South Korea U-turns on 69-hour working week after youth backlash

The South Korean government had intended to raise the maximum weekly working time to 69 hours.
The South Korean government had intended to raise the maximum weekly working time to 69 hours. Photograph: Chris Jung/NurPhoto/REX/Shutterstock

South Korea’s government has been forced to rethink a planned rise in working hours after a backlash from younger people who said the move would destroy their work-life balance and put their health at risk.

The government had intended to raise the maximum weekly working time to 69 hours after business groups complained that the current cap of 52 hours was making it difficult to meet deadlines.

But protests from the country’s millennials and generation z prompted the president, Yoon Suk-yeol, to order government agencies to reconsider the measure and “communicate better with the public, especially with generation z and millennials”, his press secretary, Kim Eun-hye, said.

“The core of [Yoon’s] labour market policy is to protect the rights and interests of underprivileged workers, such as the MZ generation, workers not in a union and those working in small and medium-sized businesses,” Kim said, according to the Korea Herald.

Yoon, a conservative who is seen as pro-business, had supported the raise to give employers greater flexibility. Union leaders, however, had said it would force people to work longer hours, in a country already known for its punishing workplace culture.

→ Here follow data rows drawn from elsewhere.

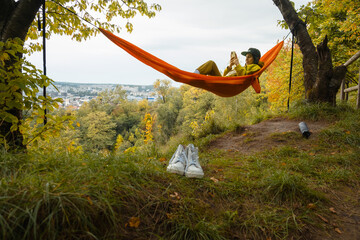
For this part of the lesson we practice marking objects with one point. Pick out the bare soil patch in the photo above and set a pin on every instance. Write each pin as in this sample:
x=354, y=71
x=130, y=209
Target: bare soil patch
x=267, y=135
x=342, y=220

The plan has also been criticised as out of step with other major economies, including Britain, where dozens of companies last year trialled a four-day week that campaigners said resulted in similar or better productivity and increased staff wellbeing.

South Koreans worked an average of 1,915 hours in 2021 – that’s 199 hours more than the Organization for Economic Co-operation and Development average, according to the most recent OECD employment outlook, and 566 hours more than workers in Germany.

Yoon, who was elected president in 2022 with support from disaffected young men, is hoping his People Power party will attract the youth vote in elections for the national assembly next year.

The original plan announced earlier this month would have overturned legislation introduced in 2018 by the liberal Democratic party that limits the working week to 52 hours: 40 of regular work plus 12 of overtime. The party has said it will use its majority in the national assembly to block the bill.

Unions and opposition politicians have argued that forcing employees in Asia’s fourth-biggest economy to work longer hours will do nothing to address the country’s record low birthrate.

“It will make it legal to work from 9am to midnight for five days in a row. There is no regard for workers’ health or rest,” the Korean Confederation of Trade Unions said in a statement.

The labour minister, Lee Jung-sik, had argued that raising the weekly cap to 69 hours would enable working women to accrue more overtime hours in exchange for time off later that could be used for family and caregiving commitments.

“We’ll introduce bold measures to help cut working hours during pregnancy or while raising children,” Lee said last week, when asked if the raise would help alleviate the fertility crisis.

Women’s groups, however, said that the measure would hurt working mothers and other women. “While men will work long hours and be exempt from care responsibilities and rights, women will have to do all the care work,” the Korean Women’s Associations United said in a statement.